Power official responds to steel pole controversy

At Thursday’s Logan Planning Commission meeting there will be no action on a request to grant a permit for installation of power polls that have already been installed on 100 east because city Light and Power Director Jeff White will be out of town and unable to attend the meeting. There has been concern White did not seek approval to use large steel transmission poles for the 100 east widening project because he believed their installation fell into the description of “maintenance.” Also, many residents including Municipal Council member Laraine Swenson call the poles “ugly.” Tuesday Craig Hislop talked with Steve Crosby, Light and Power Department’s distribution manager:

<strong>Let’s talk about what has become so controversial. Why even consider steel poles in the first place?</strong>

“They are an effective way to construct new transmission lines. I’ve been in the power business, construction business, for 31 years. These steel transmission poles will last for 150 years. A western red cedar pole will last anywhere between 50 and 70 years, defending on soil conditions.”

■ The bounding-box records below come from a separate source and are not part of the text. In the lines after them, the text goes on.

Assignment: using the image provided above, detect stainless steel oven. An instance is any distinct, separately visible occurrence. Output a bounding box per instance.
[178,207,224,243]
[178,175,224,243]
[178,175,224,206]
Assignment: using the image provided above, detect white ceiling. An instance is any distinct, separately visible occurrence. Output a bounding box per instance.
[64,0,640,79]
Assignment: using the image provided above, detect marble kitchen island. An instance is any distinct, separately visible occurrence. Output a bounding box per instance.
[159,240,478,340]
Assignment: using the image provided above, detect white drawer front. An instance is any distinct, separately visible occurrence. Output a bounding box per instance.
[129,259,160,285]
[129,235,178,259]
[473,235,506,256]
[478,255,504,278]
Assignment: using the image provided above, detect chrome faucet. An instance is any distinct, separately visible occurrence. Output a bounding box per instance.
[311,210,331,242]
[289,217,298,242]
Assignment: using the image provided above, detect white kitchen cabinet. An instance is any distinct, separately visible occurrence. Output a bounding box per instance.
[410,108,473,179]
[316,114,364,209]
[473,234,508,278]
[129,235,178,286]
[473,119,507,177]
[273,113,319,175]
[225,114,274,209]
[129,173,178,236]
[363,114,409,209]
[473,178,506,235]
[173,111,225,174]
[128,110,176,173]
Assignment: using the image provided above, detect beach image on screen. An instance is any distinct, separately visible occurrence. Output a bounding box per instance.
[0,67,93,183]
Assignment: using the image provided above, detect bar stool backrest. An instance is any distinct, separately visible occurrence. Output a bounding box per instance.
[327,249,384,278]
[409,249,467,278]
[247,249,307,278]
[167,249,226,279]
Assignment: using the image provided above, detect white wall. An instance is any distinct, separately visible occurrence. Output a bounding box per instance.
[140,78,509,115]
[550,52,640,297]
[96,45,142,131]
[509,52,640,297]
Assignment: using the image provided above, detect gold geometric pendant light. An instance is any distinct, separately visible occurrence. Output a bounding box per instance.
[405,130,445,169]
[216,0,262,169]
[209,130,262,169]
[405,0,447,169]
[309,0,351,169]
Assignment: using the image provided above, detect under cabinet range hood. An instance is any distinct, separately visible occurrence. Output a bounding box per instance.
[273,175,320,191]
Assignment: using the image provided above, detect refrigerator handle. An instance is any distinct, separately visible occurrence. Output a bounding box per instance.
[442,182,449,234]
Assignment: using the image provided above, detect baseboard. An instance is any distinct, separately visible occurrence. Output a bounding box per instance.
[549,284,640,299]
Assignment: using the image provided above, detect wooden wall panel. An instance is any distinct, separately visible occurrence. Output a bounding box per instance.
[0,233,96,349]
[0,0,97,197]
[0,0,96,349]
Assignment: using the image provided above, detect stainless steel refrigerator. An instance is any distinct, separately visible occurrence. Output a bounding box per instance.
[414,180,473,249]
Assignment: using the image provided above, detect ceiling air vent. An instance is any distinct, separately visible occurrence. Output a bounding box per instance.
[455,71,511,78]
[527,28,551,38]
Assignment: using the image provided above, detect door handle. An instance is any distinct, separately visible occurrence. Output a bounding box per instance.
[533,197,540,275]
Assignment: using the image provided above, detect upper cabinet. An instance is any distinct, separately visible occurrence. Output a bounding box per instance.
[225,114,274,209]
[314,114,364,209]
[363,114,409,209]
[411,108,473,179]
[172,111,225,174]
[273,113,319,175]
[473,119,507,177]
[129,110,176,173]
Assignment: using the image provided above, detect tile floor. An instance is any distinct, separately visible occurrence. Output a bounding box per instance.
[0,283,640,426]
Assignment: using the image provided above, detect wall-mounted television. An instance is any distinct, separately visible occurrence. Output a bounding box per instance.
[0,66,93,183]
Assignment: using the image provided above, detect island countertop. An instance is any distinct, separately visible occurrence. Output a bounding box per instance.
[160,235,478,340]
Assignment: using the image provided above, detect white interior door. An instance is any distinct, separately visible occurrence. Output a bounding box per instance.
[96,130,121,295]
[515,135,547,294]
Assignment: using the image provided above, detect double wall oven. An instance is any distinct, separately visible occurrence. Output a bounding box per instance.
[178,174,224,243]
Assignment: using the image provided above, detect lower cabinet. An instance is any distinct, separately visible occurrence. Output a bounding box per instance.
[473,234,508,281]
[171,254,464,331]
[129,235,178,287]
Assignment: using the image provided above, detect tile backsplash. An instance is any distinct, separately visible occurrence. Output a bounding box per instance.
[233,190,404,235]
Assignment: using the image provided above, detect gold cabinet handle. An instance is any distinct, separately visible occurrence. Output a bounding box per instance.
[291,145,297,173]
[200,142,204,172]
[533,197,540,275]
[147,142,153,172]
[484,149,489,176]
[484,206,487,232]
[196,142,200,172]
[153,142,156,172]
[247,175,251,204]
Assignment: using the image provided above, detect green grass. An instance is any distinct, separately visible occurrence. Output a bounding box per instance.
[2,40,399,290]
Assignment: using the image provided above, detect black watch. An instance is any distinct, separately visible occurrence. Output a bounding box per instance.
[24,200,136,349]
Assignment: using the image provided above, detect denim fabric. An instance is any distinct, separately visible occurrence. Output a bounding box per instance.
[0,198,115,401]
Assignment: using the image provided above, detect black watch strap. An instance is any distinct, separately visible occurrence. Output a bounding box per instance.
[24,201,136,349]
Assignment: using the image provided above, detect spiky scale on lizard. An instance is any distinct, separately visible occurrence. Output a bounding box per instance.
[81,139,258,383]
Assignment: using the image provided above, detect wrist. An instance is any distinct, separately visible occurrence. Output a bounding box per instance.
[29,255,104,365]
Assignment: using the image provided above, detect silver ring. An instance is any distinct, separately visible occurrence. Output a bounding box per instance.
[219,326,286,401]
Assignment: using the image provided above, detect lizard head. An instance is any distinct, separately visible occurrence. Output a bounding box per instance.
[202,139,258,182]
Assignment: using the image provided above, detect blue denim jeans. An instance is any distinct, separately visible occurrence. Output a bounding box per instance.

<strong>What is the difference in cost?</strong>

“There has been a lot of controversy in the past about cutting down trees and that drives the cost of wood poles quite high. Also, steel prices have dropped to the point those poles have become very affordable for use in reconstruction. Tangent poles, like you see on the first east project, cost $2,861 each. The wood pole equivalent in a western red cedar, is $4,442 each. “Installing steel poles, we backfill with concrete, and the stability of those poles will withstand all the elements, high winds and so forth. We hope we never experience an earthquake, but I’m sure we have good earthquake protection in our transmission system by installing those. “Certainly, we’ve had our share of car-hitting-pole scenarios around the valley. In fact, one of the first ones we replaced in that end of town was the one on Canyon Road, which was hit by a drunk driver. We kept track of the cost of repairs on that one, because we need to keep the power on all the time. It’s dangerous, tedious work replacing one of those. It was about $18,000. We came to find out the drunk driver didn’t have insurance coverage, so Logan taxpayers end up having to pay for those type of incidents.”

<strong>Were the new steel transmission poles installed without permission?</strong>

“When we originally proposed to build the new sub-seven out on 1800 North, 850 West, we included the new power lines we were going to have to construct coming from sub-seven across to sub-five. And then a double-circuit piece of line from tenth north to sixth north, along sixth west. We also included, because it was new alignment, a new power line to be constructed along the railroad track on down to third south, down to our systems operation control center, also the location of our 15-megawatt gas generation. It was planned to move those poles off of sixth west so they weren’t subjected to car collisions.”

<strong>Was it understood anything going up there would be steel poles?</strong>

“Yes. That’s the way we proposed it in our application to the planning commission. It was all approved to be steel poles. Our only question was whether it was to be galvanized steel or the core-10 weathering steel, which takes on a rust appearance. We went back to the commission and asked which type of pole they wanted; we were told to use the galvanized pole. “In their defense, they didn’t assume we were going to be rebuilding the entire transmission system, as it was needed. We assumed because the transmission line is in that location, we wouldn’t need to re-permit an existing transmission line to do our system maintenance As poles wore out, our intention was to keep replacing them with the 150-year steel poles so that our grandkids and their children won’t have to re-address this issue.”

<strong>We have been told the installation of six or seven steel poles will address an area where now there are over 40 wood poles. Is that true?</strong>

“Yes. On the transmission line coming out of sub-three – we had to do a lot of repairs at sub-three which is at the northeast corner of Pioneer Park – so we have the pole line coming out of there to first east, traveling along first east over to third south. When the road widening happened there, from third south going south toward the river, our power line was in the new alignment of the road. They (UDOT) wanted us to move the overhead line back against the homes behind the sidewalk. Our light department took a more active role in it. We said, that piece of line is not transmission line it’s heavy distribution line. We will pay the difference to have it put underground. We went in, put all new underground lines along there and cleaned it up. “Now, going back toward the north along first east we found some of those existing poles were rotten. We re-surveyed the transmission lines and put the new pole locations on property lines, rather than out in front of windows and so forth. There were a lot of distribution poles in between spans that we were able to eliminate. From first south to sixth south we took 42 poles down and we went back with seven steel transmission poles and about two and a half blocks of new underground. We feel we really cleaned the area up; our intention is never to trash a neighborhood.”